Historiquement, les arénas de hockey n'ont jamais été réputés pour être des terrains particulièrement accueillants pour la communauté LGBTQ+.
Cette culture, récemment exposée dans la populaire série Rivalité passionnée (Heated Rivalry) sur Crave, témoigne de la difficulté pour les athlètes de dévoiler leur homosexualité dans ce sport.
On l'a vu aussi en 2023, lorsque la LNH a interdit le port d'uniformes spéciaux — dont les chandails arc-en-ciel — durant les échauffements, faute de consensus parmi les joueurs.

La série «Heated Rivalry», alliant romance et sport, est basée sur les livres de Rachel Reid, d'Halifax.
Photo : Bell Media
Pourtant, un changement de culture se manifeste à l'école secondaire Citadel High.
Contre toute attente, une collaboration est née entre deux groupes scolaires : l'Alliance de la diversité sexuelle et de genre et l'équipe de hockey de Citadel High.
Propos homophobes sur la glace
Les matchs de hockey de la Fierté sont nés à la suite d'un incident survenu il y a quatre ans, lorsqu'un joueur a tenu des propos homophobes sur la glace lors d'un match du Phoenix de Citadel High.
Selon Alistar Syms, élève de 12e année, l'arbitre témoin de la scène n'a pas géré la situation de manière adéquate.
L'arbitre a très mal réagi. Il a entendu le commentaire et a dit : "Ça ne me dérange pas que tu utilises ce langage devant moi, mais fais attention devant qui tu le dis, parce que d'autres arbitres ne laisseront pas ça passer", se souvient Alistar Syms.

Des membres de l’Alliance de la diversité sexuelle et de genre disent que le rapprochement avec l’équipe de hockey de leur école, Citadel High, était inattendu et qu’il a fait une grande différence dans leur vie.
Photo : Radio-Canada / Stéphanie Blanchet
Insatisfaits de la façon dont l’incident a été géré, des membres de l'équipe ont approché Sport Nouvelle-Écosse et les arbitres, pour expliquer comment ils souhaitaient que l'homophobie et l'intolérance soient éradiquées sur la glace.
Les joueurs ont voulu aller plus loin. C’est là que le match de la Fierté est né.
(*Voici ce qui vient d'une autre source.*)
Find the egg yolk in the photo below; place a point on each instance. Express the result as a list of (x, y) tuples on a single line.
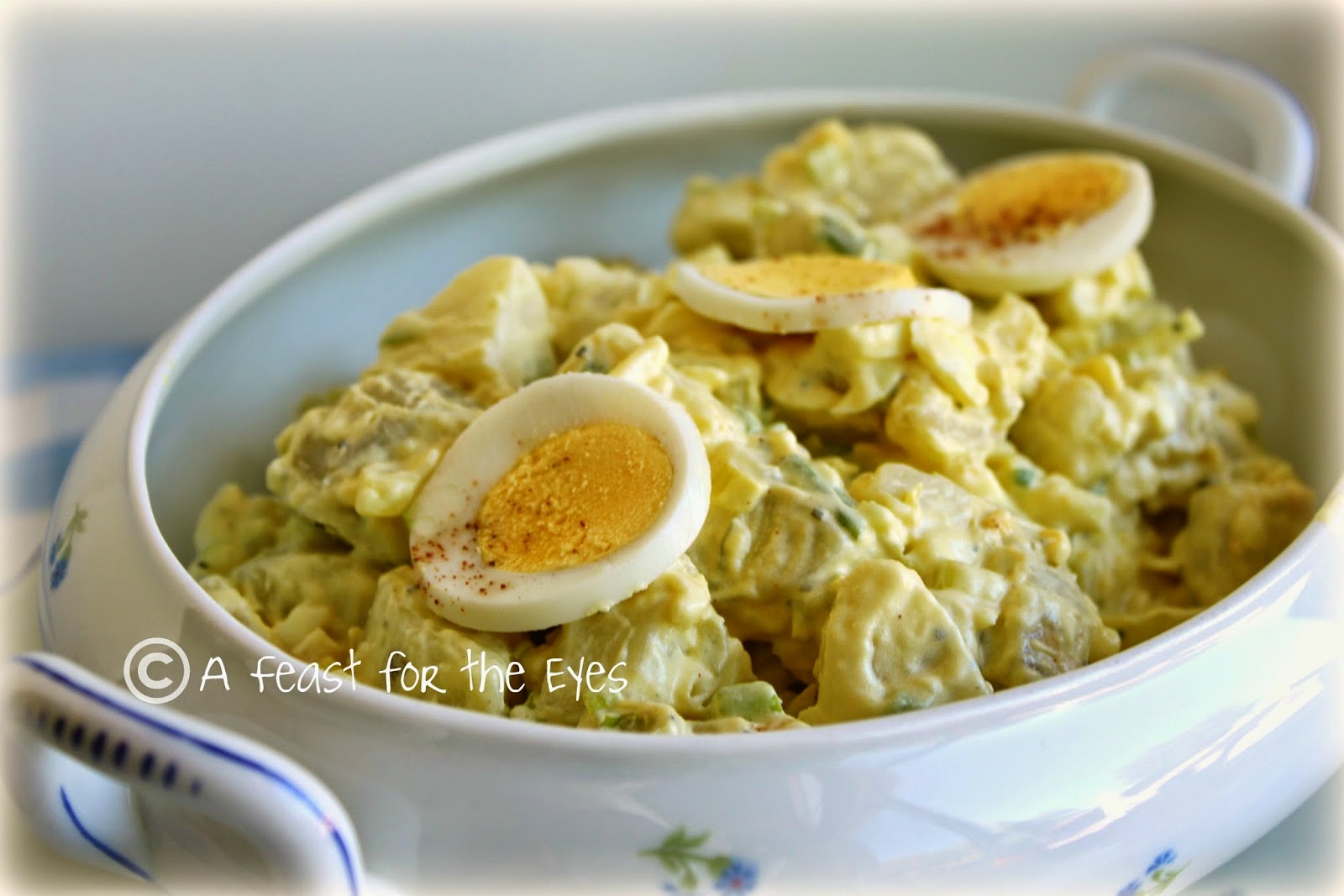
[(1026, 202), (573, 499), (799, 275)]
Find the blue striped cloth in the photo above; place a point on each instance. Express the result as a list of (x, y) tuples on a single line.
[(50, 401)]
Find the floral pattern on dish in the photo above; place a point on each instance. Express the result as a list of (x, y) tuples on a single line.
[(685, 859), (58, 557), (1159, 875)]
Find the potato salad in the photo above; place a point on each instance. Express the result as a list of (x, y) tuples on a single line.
[(880, 437)]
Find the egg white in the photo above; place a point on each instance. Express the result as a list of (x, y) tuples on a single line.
[(1021, 266), (463, 589), (812, 313)]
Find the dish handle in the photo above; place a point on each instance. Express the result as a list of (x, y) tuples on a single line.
[(1281, 134), (84, 757)]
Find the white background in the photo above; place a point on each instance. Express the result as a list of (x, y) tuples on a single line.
[(152, 149)]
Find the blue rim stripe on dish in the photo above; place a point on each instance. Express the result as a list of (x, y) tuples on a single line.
[(97, 844), (215, 750)]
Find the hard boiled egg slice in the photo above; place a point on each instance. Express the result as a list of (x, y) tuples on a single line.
[(558, 501), (1034, 222), (811, 291)]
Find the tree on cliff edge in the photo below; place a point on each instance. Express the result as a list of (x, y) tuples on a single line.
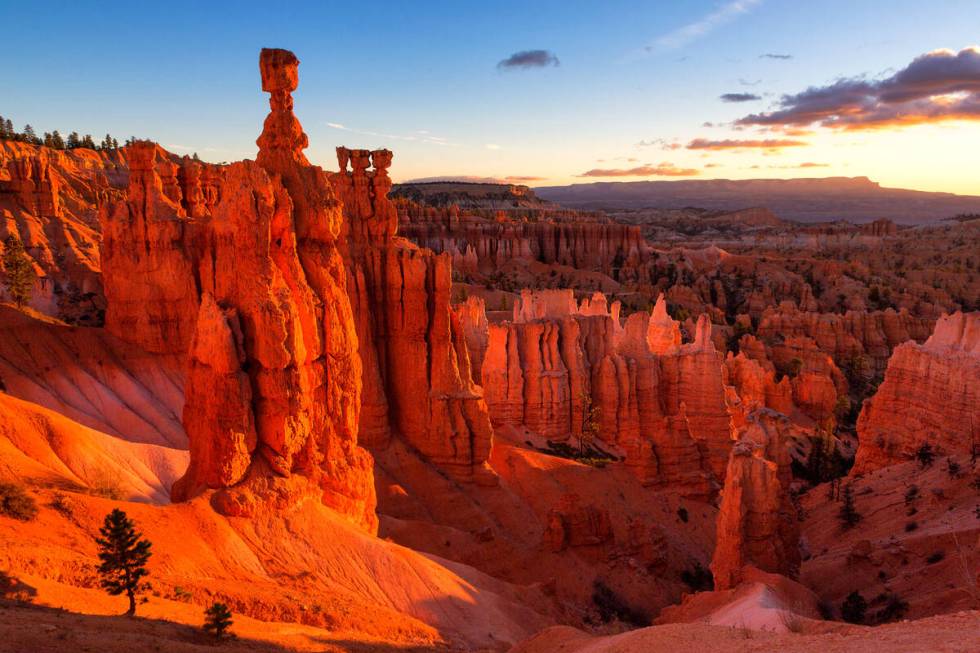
[(18, 269), (124, 555)]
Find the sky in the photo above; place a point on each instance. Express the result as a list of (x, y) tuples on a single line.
[(540, 92)]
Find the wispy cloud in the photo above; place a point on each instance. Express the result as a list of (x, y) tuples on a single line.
[(528, 59), (937, 86), (700, 28), (420, 136), (739, 97), (662, 143), (661, 170), (743, 144)]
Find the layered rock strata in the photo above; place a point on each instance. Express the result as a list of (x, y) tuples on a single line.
[(248, 281), (418, 383), (756, 525), (560, 365), (930, 395)]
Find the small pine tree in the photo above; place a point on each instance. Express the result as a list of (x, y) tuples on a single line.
[(124, 555), (18, 269), (590, 424), (217, 620), (853, 608), (848, 514)]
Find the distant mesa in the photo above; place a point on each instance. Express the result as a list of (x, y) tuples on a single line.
[(854, 199)]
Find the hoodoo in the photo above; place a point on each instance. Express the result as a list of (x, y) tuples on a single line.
[(254, 292)]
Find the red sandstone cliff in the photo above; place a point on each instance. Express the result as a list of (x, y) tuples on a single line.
[(274, 330), (417, 378), (756, 524), (931, 394), (660, 402)]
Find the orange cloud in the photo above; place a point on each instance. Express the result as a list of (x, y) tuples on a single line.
[(662, 170), (938, 86), (743, 144)]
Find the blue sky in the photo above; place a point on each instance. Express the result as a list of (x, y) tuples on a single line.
[(422, 79)]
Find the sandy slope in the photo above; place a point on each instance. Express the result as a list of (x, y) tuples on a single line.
[(40, 446), (92, 378), (303, 565)]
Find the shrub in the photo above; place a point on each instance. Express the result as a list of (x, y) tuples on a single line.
[(16, 502), (62, 504), (848, 514), (217, 619), (925, 455), (911, 494), (853, 608), (953, 468), (698, 578), (18, 269), (895, 608), (612, 606)]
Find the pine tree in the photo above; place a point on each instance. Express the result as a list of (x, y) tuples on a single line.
[(18, 269), (217, 619), (124, 556), (848, 513)]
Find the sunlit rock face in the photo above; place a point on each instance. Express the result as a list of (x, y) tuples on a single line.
[(757, 525), (246, 279), (418, 382), (931, 394), (560, 364)]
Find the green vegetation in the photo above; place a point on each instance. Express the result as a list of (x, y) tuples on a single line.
[(848, 514), (18, 269), (54, 139), (16, 502), (124, 555), (853, 608), (217, 620)]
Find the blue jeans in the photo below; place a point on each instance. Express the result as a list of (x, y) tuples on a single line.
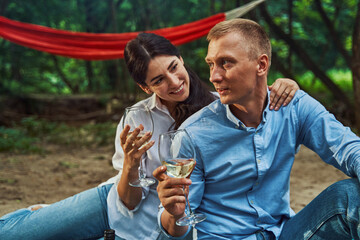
[(82, 216), (333, 215)]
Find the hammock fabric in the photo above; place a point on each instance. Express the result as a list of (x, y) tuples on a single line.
[(91, 46), (104, 46)]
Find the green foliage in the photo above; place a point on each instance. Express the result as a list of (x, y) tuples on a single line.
[(30, 134), (16, 140)]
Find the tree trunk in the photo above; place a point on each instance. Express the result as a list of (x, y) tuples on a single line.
[(306, 59), (334, 35), (3, 6), (356, 67), (116, 69)]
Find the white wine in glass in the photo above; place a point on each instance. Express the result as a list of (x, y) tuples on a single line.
[(177, 153), (134, 116)]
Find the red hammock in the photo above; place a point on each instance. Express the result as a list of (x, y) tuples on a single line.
[(103, 46), (91, 46)]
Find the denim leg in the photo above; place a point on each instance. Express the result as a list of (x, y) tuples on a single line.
[(332, 215), (82, 216)]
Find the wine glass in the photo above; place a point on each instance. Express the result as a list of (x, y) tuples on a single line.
[(177, 153), (134, 116)]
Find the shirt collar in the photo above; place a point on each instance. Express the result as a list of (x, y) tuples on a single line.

Pour Callum Walsh, hockeyeur et élève de 12e année, le but du match de la Fierté, c'est de montrer que ces deux mondes peuvent coexister.
Photo : Radio-Canada / Stéphanie Blanchet
Lors de cette troisième édition de cette soirée de la fierté, samedi, les joueurs ont affiché leurs couleurs : du ruban arc-en-ciel sur les bâtons et les jambières aux logos de la fierté sur les chandails, que tous les joueurs ont porté sans exception, incluant même la mascotte de l'équipe.
Pour l’élève de 12e année et joueur du Phoenix de Citadel High, Callum Walsh, l'événement envoie un message important.
Le but, c'est de montrer que ces deux mondes peuvent coexister.
Historiquement, il n'y a jamais eu de match de la Fierté au niveau secondaire, ici (autre que les nôtres). On veut être les premiers à dire : on vous soutient, on vous aime et vous êtes inclus, dit Callum Walsh.
Un véritable changement
Pour Zach Munro, joueur du Phoenix, cette collaboration a eu un véritable effet sur les mentalités.
L'objectif, selon lui, est d’une part de permettre aux spectateurs d'assister à un match sans crainte d'être intimidés et, d’autre part, d'encourager d'autres jeunes à sauter sur la glace.
L'évolution se ressent jusque dans les vestiaires, où l'ambiance a radicalement changé en l'espace de trois ans.
Avant, ce n'était pas aussi amical. Maintenant, on fait très attention, explique Zach Munro.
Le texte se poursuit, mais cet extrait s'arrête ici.